Another dime connected me with the offices of Federson and Federson. Lucy Miller said she was delighted that I had phoned her. She consented, readily, to my suggestion that we meet at a nearby bar and discuss her future. She told me that she would get there shortly after five but that she would wait for me if I was late.
City Hospital is in the north end of the city and by the time I reached there, riding the subway, it was almost two o’clock. After several unsuccessful attempts, I eventually learned the floor upon which Diana Sanderson was being held and, somewhat later, I was ushered into the office of the consulting psychiatrist.
“Dr. Frank,” he said, rising from behind his desk and extending his hand. “May I assist you?”
I told him who I was but, naturally, it meant absolutely nothing to him. I said that I was interested in Diana Sanderson and that I wished to talk to him about her.
Dr. Frank was an extremely restless individual, very tall and thin, and when he spoke it seemed to be with a great deal of effort. He asked me if I was a friend and I told him I was. After he had confirmed this through a series of intercom communications, he became more friendly and talkative.
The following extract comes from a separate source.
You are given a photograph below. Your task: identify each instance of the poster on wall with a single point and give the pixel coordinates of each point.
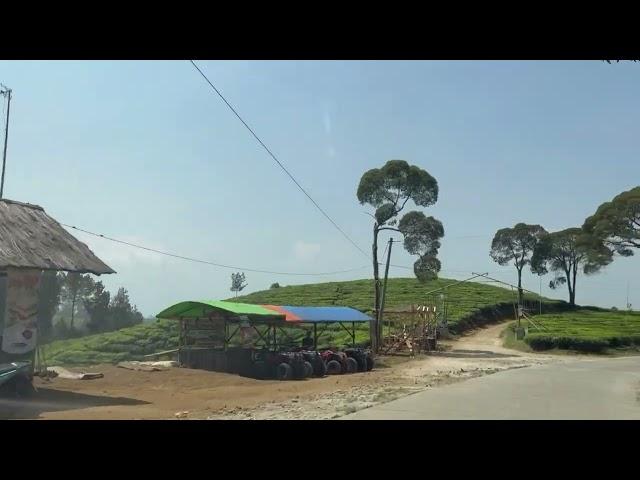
(21, 315)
“I talked with the girl this morning,” he said. “She seems perfectly normal, nothing out of the ordinary.” He smiled, obviously considering what he had just told me. “Oh, I grant you that normal people seldom run around setting fire to their places of employment, but — well, as I say, I think she is all right. I believe she was compelled to do what she did for some desperate reason but, so far, she has been unwilling to tell us about it. Perhaps she will. I don’t know. I’ll have to talk with her again.”
I asked him if it were possible for me to see her for a few moments but he said this would be a violation of the rules since she was confined for having committed a crime.
“Would you give her a message for me?”
“I might. It depends on what it is.”
“Just tell her Bill Morgan said for her not to worry. Tell her everything’s going to be all right.”